Entretanto, no sábado, o Governo anunciou o reforço da preparação para incêndios florestais e ordenou uma vigilância mais apertada dos abastecimentos de água aos numerosos reatores nucleares da França.

Quanto às escolas, o executivo indicou que o encerramento só acontecerá como último recurso. Ainda assim, os exames de fim de ano marcados para a tarde poderão ser adiados para a manhã seguinte ou reorganizados de outra forma.

O primeiro-ministro francês, Sébastien Lecornu, convocou no sábado uma reunião do Governo dedicada à crise de calor e prevê realizar outra este domingo, face ao que o serviço meteorológico nacional classificou como uma onda de calor “generalizada, prolongada e intensa”.

Lecornu instruiu também os ministros a prepararem planos que permitam uma melhor adaptação da França a futuras ondas de calor.

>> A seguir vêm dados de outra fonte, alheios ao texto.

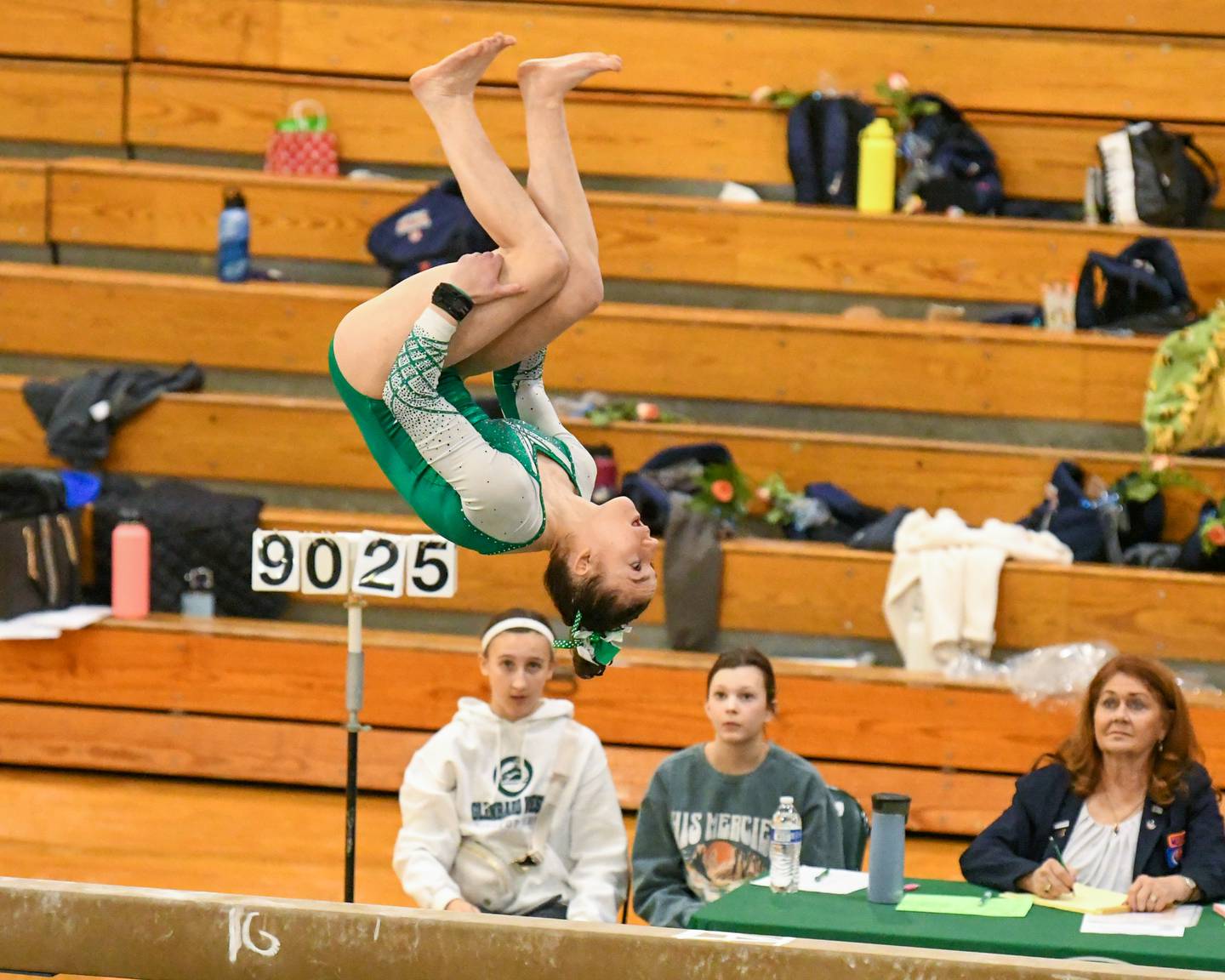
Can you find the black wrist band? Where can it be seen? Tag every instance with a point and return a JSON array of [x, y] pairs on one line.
[[453, 300]]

Avisos da OMS e risco de insolação

Segundo o gabinete europeu da Organização Mundial da Saúde (OMS), mais de 200 mil pessoas em toda a Europa morreram por causas relacionadas com o calor nos últimos quatro anos, sendo a maioria das mortes evitável.

Prevê-se que este verão traga mais períodos com temperaturas acima da média, o que pode provocar exaustão pelo calor e insolação com risco de vida.

O gabinete da OMS na Europa apelou a países e instituições para a implementação de planos de resposta ao calor, como a abertura de centros de refrigeração ou a criação de pausas e turnos flexíveis, permitindo que os trabalhadores evitem a exposição ao sol do meio-dia.